Registry cleaners are extremely dangerous in the wrong hands however, for the past 25 years, I have been a firm believer in registry cleaners and have had very good results with the right ones. By design or maybe lack of design, Windows computers are notoriously bad at keeping the registry clean. I definitely understand and respect the anti reg cleaner train of thought so we can just agree to disagree.
As to RegAce, I am test running the program at the request one of my customers who wants to know of any issues before they install on their company computers. I am quite aware of most all the web reviews on RegAce. Reviews of any program are what they are as they are written by humans. Good reviews, bad reviews and phoney reviews exist for any program ever put out, but they can give ideas as to what to look at or test.
Sir George, it does have the option to create a restore point which is done automatically before any cleaning.
karlsnooks, I'll check WOT & RegAce. Thought WOT was a ranking site for safety levels of websites. Had no idea that they were also computer program reviewers! Learn something new everyday!
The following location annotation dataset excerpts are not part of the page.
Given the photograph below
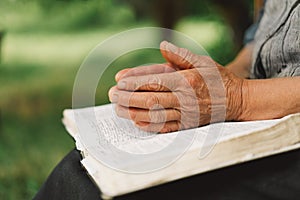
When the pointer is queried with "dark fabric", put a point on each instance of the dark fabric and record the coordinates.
(68, 181)
(275, 177)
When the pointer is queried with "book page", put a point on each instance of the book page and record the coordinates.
(102, 131)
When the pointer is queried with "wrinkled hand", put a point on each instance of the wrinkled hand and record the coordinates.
(188, 91)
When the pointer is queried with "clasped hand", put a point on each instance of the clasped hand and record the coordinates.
(180, 94)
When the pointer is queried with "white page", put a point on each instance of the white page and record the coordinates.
(124, 136)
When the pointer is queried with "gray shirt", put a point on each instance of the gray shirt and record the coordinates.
(277, 41)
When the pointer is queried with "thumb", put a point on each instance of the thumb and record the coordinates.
(180, 58)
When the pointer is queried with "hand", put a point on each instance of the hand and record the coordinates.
(182, 94)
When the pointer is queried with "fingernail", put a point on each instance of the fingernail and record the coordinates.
(114, 98)
(170, 47)
(122, 85)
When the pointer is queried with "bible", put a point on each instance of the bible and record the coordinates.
(121, 159)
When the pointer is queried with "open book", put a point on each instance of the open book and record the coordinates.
(106, 143)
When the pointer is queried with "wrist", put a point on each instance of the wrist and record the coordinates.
(237, 98)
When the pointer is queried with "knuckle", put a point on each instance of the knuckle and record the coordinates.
(133, 114)
(152, 101)
(193, 80)
(157, 117)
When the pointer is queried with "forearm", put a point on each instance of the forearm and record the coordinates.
(270, 98)
(241, 65)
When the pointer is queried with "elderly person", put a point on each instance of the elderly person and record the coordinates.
(271, 60)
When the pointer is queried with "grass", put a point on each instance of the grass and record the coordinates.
(36, 77)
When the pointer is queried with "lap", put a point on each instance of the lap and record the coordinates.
(275, 177)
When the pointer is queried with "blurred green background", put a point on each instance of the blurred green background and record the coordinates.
(43, 44)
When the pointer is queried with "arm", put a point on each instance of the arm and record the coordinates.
(183, 93)
(241, 65)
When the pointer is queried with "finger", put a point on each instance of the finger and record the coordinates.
(147, 100)
(113, 94)
(152, 116)
(159, 127)
(153, 82)
(183, 58)
(180, 57)
(144, 70)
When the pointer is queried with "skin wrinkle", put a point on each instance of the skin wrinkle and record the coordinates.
(190, 96)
Dwarf, there is absolutely no pattern what so ever as to the period of time before the programs lose their activation. Might be a month then might be the same day. The only common denominator I have found is that both programs lose activation at the same time. If I can discover it relatively soon, nothing out of the normal appears with the computer. I can say that it is not cleaning programs as I have extensively tested this area in an attempt to recreate the issue but cannot. There is most definitely a conflict that I have been unable to find. Not good on my end as that is my job, find what causes problems with computers or programs but this one has me totally stumped.